Research included joining the neonixie forum which advised me to mind that the almost identical IV26 have phosphors that are tied together to save pins on the chips in the Eletronika clock for which they were made.

So now I have to get to grips with control grids, multiplexing, shift registers, amplifiers, VFD driver chips, operational amplifiers

Successful test if the IVLM-1/7 with 25V and 1.4V filament voltage

Successful test if the IVLM-1/7 with 25V and 1.4V filament voltage.

I conducted some tests with a power supply that provided extremely accurately measured voltages with current limitations – the first test I managed to illuminate one pixel and then promptly blew the filament by driving 25 volts across a filament designed to take 2.4V

Pin configuration on the IVLM-1/7

Pin configuration on the IVLM-1/7 in this set-up.
Phosphor 1 at the top and 7 at the bottom…

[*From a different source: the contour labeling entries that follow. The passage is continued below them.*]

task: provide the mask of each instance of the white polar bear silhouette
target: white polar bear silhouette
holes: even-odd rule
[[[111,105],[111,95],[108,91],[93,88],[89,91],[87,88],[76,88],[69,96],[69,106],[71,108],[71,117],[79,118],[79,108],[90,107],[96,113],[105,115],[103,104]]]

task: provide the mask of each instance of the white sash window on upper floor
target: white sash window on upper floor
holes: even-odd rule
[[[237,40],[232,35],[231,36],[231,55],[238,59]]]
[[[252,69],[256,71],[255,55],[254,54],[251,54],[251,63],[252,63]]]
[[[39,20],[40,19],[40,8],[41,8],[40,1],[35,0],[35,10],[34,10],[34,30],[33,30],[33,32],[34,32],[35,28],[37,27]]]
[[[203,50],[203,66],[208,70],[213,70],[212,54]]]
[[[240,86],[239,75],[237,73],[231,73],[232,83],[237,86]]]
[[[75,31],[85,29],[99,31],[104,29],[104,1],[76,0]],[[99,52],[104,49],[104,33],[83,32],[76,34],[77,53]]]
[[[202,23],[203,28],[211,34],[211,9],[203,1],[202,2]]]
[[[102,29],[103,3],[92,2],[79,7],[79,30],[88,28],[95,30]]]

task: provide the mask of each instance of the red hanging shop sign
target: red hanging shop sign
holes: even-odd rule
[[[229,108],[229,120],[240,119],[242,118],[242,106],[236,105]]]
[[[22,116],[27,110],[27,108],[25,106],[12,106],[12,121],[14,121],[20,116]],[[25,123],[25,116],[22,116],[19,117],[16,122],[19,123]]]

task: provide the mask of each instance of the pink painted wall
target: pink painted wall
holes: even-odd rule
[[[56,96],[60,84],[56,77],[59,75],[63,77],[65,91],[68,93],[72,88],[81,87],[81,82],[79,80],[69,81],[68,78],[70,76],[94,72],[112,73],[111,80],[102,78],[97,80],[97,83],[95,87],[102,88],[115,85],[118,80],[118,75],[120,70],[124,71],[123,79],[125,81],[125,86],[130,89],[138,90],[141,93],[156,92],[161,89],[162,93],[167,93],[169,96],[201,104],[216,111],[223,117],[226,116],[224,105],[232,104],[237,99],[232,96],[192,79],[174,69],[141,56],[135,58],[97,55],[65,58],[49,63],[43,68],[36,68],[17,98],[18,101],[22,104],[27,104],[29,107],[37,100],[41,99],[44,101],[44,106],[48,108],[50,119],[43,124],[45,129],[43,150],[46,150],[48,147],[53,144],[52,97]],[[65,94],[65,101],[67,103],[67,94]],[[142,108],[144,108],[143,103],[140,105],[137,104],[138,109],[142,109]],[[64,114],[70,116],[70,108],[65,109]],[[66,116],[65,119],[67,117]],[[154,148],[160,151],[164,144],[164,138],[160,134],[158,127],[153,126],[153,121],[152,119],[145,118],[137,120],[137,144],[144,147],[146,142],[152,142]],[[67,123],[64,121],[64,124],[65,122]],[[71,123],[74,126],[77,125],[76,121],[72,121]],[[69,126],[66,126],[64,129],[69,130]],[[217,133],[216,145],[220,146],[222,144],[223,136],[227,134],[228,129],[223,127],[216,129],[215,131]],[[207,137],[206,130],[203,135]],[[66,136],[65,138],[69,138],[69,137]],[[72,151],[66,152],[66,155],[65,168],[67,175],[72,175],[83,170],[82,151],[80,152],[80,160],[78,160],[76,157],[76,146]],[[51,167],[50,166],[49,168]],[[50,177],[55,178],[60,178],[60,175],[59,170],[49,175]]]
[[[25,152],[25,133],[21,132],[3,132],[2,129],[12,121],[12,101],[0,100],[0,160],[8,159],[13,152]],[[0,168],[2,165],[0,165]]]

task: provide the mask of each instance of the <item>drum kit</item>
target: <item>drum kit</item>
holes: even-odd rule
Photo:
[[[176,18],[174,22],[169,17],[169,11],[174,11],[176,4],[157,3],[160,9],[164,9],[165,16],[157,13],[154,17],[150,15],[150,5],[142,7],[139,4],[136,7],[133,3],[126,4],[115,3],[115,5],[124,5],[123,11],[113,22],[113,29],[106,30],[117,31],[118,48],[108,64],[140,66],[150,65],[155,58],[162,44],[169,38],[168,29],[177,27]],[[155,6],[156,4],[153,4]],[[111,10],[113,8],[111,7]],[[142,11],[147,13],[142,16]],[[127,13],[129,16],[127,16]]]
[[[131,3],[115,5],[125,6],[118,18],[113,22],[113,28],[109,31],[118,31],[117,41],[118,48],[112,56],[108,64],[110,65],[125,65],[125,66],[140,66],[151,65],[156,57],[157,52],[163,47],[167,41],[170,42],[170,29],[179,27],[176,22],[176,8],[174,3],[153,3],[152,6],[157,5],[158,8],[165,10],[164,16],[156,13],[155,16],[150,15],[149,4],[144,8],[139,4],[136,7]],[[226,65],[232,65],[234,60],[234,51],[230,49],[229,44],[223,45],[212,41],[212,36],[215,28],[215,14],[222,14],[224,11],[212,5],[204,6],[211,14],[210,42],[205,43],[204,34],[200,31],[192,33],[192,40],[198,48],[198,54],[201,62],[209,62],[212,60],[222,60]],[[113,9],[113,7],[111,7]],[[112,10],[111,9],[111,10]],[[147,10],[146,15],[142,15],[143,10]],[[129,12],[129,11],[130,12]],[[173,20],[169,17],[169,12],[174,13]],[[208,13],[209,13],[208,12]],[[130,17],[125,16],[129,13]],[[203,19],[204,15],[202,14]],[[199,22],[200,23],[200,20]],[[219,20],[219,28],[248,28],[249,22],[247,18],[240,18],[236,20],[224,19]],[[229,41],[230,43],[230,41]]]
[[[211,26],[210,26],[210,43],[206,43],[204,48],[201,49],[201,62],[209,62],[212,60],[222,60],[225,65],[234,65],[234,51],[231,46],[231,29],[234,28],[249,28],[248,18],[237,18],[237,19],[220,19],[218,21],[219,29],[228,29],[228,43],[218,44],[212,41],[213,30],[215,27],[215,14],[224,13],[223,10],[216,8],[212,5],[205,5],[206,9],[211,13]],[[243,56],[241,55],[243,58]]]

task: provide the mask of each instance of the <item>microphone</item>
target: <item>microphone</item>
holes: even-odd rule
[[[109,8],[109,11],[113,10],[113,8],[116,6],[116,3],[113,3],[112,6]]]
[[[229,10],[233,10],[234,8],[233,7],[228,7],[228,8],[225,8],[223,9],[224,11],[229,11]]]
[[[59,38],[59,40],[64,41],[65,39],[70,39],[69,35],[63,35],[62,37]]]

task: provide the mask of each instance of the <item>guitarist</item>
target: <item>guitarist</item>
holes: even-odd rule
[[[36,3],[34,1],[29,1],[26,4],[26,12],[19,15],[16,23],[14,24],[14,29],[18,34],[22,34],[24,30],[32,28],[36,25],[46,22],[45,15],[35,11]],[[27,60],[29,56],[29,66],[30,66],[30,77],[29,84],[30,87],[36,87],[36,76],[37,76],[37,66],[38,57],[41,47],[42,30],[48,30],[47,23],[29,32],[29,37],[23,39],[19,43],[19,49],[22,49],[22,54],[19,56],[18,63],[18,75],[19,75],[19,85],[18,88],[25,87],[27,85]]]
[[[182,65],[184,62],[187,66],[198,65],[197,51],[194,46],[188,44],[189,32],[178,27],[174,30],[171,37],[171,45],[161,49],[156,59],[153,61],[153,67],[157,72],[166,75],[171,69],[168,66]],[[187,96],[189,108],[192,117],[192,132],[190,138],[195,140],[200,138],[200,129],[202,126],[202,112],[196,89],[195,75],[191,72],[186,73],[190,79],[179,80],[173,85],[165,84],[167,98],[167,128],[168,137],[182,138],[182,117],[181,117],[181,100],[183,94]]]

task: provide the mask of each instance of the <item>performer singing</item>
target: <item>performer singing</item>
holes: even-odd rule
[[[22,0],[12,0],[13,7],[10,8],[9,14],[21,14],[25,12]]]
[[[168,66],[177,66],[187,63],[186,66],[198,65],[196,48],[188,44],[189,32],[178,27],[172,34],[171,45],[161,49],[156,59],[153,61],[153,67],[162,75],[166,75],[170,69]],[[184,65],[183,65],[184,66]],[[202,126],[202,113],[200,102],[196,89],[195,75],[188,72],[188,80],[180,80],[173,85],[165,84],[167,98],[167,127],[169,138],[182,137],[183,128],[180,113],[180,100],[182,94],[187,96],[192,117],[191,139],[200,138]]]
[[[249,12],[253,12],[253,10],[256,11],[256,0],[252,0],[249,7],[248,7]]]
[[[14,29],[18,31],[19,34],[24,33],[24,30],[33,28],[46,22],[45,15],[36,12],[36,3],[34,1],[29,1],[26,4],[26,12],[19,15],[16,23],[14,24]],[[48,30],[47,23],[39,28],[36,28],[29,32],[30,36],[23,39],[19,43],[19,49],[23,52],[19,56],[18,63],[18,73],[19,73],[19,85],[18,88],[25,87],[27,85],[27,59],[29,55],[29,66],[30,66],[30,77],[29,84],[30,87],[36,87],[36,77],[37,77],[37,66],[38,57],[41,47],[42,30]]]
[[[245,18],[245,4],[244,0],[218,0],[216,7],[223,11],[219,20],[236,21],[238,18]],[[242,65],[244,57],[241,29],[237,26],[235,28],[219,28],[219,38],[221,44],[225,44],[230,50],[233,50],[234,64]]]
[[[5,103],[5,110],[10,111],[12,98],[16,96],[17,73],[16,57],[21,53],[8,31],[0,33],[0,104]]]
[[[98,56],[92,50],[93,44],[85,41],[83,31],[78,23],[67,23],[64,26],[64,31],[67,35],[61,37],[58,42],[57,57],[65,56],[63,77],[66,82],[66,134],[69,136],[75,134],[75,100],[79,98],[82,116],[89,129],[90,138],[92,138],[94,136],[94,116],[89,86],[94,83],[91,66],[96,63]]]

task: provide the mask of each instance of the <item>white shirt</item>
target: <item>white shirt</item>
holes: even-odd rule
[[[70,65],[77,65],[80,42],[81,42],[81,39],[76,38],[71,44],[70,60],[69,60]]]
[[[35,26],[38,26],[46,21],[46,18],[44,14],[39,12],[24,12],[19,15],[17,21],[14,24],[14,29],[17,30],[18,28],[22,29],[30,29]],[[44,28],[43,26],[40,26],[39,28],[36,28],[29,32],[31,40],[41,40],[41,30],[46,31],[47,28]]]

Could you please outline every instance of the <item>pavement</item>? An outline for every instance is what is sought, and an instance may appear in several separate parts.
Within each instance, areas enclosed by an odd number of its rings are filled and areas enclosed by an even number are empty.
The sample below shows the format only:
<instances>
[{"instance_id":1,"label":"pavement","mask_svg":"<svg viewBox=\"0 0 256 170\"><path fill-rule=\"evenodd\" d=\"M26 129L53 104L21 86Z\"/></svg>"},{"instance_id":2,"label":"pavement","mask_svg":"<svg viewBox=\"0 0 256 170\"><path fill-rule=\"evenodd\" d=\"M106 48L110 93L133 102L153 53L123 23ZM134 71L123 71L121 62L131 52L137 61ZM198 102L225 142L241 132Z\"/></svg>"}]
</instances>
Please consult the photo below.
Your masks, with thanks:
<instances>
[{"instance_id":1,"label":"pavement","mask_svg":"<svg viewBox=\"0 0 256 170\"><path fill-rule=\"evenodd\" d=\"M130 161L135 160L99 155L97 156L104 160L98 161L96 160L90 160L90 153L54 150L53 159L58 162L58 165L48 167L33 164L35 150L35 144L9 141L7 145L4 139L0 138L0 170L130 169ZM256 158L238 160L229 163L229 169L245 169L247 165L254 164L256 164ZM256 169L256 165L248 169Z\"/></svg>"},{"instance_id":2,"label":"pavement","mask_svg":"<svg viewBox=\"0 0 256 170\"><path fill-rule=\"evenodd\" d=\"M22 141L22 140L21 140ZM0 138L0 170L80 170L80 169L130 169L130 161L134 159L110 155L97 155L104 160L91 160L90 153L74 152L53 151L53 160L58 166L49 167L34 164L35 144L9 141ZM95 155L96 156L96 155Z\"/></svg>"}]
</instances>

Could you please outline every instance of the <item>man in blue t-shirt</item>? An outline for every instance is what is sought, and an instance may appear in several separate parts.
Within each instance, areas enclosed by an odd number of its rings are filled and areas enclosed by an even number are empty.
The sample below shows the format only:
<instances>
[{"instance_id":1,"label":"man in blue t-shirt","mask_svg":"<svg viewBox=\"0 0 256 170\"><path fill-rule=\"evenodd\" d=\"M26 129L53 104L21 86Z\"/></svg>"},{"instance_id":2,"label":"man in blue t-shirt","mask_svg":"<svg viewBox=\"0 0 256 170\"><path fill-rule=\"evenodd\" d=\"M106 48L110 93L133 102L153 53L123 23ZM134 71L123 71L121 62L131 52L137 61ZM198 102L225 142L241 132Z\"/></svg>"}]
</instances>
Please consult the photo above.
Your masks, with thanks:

The second test was more successful – I set it up so it would be very difficult to put the wrong voltage across the filament wires. I found that varying the voltage between 6 and 26 volts varied the brightness. Also the spot on the phosphor changes shape with voltage which is sweet, and placing a magnet nearby creates extremely weird patterns – a bit like having your very own microscopic aurora borealis.

So far so good.
I’d like to create an array with variable brightness using operational amplifiers to control the brightness; I have already had some experience programming an arduino to animate a 6×6 pixel display. It’s not the simplest project and is definitely going to involve a lot of soldering!